- Directed by: Jai Love
- Written by: Jai Love Spencer T. Heath
- Produced by: Spencer T. Heath Alan Love-Lapan
- Starring: Edwin Borsheim Rikk Agnew
- Cinematography: Hazal Alakus
- Edited by: Conlan Mackenzie
- Music by: Spencer T. Heath Jeremiah Weber
- Production company: Lonesome Pictures
- Distributed by: Slamdance Studios Monster Pictures
- Release date: January 22, 2016;
- Running time: 75 minutes
- Country: United States
- Language: English

= Dead Hands Dig Deep =

Dead Hands Dig Deep is a 2016 American documentary film and the directorial debut of Jai Love. The film follows a now thirty-eight-year-old Edwin Borsheim, vocalist of the infamous and controversial deathrock band Kettle Cadaver as he reflects on his dark past.

==Plot==

Thirty-eight-year-old Edwin Borsheim of the band Kettle Cadaver was once known for his bizarre stage antics and brutal self-mutilation. Now, years after the band's demise, Borsheim has fallen into complete seclusion on his acre of land in which he is surrounded by many of the horrible things he has created. As Edwin spirals further into a hole of drug abuse and self-destruction, those closest to Borsheim dissect his mental complexes as he himself reflects on his dark past. Although Borsheim finds himself trapped in his own home, he just may be saved by human interaction.

==Development==
The film was shot in Temecula, California and produced by Lonesome Pictures. Prior to the production of the film, there was an extensive search for Borsheim. Although his residence had been confirmed, there were different variables that stood in the way of actual contact. At the time, Borsheim had no phone or email and his property was guarded by his watch-dogs which made it virtually impossible to come in contact with him. After resigning the idea of making the film, Borsheim's relatives activated a phone for him and put the filmmakers in contact. The film began production months after they started their search.

On the first day of principal shooting, Borsheim began directing violent threats at the film crew. Borsheim made it clear that until the production of the film, he had no guests in over a year, and had been completely alone in his residence. When first in talks with Borsheim over the phone, the filmmakers began receiving disturbing pictures from Borsheim. As production continued, other members of the crew began to receive similar images. Due to Edwin and his brother Danny being on bad terms with their mother, both refused to see her for the film. After much pleading from the producers, Danny escorted the crew to see his mother to interview her for the documentary.
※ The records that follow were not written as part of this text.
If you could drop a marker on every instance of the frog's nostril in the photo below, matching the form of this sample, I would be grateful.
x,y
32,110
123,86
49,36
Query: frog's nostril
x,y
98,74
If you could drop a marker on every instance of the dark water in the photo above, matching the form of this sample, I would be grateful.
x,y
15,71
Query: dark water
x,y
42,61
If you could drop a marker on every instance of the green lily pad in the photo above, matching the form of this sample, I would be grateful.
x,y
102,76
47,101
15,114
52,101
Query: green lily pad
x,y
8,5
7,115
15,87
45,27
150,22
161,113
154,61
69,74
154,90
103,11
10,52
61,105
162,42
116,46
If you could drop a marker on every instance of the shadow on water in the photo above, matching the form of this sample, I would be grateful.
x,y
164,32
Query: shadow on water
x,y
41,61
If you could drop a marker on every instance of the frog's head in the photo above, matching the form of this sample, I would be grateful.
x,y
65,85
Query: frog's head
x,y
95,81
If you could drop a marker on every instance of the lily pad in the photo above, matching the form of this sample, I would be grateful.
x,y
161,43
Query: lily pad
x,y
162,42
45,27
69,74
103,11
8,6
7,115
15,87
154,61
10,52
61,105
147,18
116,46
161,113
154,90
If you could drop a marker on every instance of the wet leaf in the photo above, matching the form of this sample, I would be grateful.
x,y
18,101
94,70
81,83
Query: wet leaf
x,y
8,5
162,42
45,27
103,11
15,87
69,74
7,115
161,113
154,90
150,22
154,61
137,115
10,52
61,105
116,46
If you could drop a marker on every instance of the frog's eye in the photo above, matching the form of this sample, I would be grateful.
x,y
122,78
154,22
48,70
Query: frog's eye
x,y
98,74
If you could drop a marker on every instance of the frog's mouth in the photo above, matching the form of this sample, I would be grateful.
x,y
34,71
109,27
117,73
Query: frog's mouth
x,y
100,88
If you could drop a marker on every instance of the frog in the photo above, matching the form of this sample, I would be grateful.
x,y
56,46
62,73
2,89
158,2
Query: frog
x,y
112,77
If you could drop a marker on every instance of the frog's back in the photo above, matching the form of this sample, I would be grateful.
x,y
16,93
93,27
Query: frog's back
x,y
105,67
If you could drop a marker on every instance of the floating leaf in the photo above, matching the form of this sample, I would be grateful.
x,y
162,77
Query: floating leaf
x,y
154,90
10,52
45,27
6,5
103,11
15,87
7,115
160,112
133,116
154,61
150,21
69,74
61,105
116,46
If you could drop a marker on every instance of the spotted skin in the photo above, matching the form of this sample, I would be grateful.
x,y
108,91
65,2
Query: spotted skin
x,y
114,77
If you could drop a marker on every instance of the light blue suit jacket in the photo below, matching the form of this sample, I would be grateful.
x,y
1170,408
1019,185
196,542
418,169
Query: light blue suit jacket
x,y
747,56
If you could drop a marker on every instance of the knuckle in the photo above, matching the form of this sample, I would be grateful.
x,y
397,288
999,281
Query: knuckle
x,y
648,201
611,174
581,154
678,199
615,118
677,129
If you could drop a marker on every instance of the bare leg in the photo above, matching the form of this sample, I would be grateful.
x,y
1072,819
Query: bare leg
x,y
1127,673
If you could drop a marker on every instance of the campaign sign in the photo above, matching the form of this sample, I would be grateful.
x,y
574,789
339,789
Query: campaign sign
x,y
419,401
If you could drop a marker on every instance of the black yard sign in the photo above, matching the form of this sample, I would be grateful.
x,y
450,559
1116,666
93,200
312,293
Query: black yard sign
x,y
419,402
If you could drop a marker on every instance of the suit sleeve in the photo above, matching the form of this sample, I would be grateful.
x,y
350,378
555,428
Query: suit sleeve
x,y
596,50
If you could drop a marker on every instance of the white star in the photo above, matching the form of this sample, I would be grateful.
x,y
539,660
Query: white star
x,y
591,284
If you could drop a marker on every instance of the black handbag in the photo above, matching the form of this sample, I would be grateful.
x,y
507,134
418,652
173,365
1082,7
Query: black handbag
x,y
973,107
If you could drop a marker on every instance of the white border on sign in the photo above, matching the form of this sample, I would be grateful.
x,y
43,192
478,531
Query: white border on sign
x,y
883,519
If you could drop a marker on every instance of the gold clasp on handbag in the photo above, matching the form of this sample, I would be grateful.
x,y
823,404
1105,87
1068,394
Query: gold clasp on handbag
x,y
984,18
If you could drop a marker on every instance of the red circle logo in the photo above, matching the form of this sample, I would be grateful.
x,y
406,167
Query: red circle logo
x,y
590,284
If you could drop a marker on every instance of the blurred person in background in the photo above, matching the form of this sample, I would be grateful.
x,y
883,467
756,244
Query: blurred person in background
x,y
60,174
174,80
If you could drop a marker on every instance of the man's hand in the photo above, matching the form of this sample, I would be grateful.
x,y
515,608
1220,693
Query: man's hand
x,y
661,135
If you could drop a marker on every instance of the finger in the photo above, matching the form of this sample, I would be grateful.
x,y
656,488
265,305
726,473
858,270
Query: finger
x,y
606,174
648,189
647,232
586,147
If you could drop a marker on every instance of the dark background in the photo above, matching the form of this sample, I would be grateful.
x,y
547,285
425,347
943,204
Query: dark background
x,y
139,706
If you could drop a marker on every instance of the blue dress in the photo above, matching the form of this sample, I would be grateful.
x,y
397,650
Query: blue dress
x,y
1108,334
Multiple times during post-production, Edwin went off the grid. His phone was de-activated many times and he was on and off of his property, making communication difficult. When Borsheim's property was meant to be seized due to his not paying property taxes, he stated that he planned to kill anyone who tried to seize his property and then commit suicide once he came back into contact with the producers. Eventually, his family intervened and paid the taxes he owed.

Borsheim called making the film therapeutic and often stayed in contact with many of the crew after its completion. He also attended a special screening of the film at the ArcLight cinema in Hollywood. Borsheim died by suicide on June 20, 2017.

==Reception==

The film has received positive reviews from The Hollywood Reporter calling it 'a haunting study of depravity', Indiewire, and RogerEbert.com. The film has also screened at several film festivals including Slamdance Film Festival, Fantasia International Film Festival, Lausanne Underground Film and Music Festival, Sidewalk Moving Picture Festival and Sydney Underground Film Festival.

==Release==
The documentary premiered at the 2016 Slamdance Film Festival in Park City, Utah and was purchased by Slamdance Studios, who sold onto Hulu as well as Monster Pictures who handled a special edition DVD. The film was released theatrically and on VOD in November, 2017.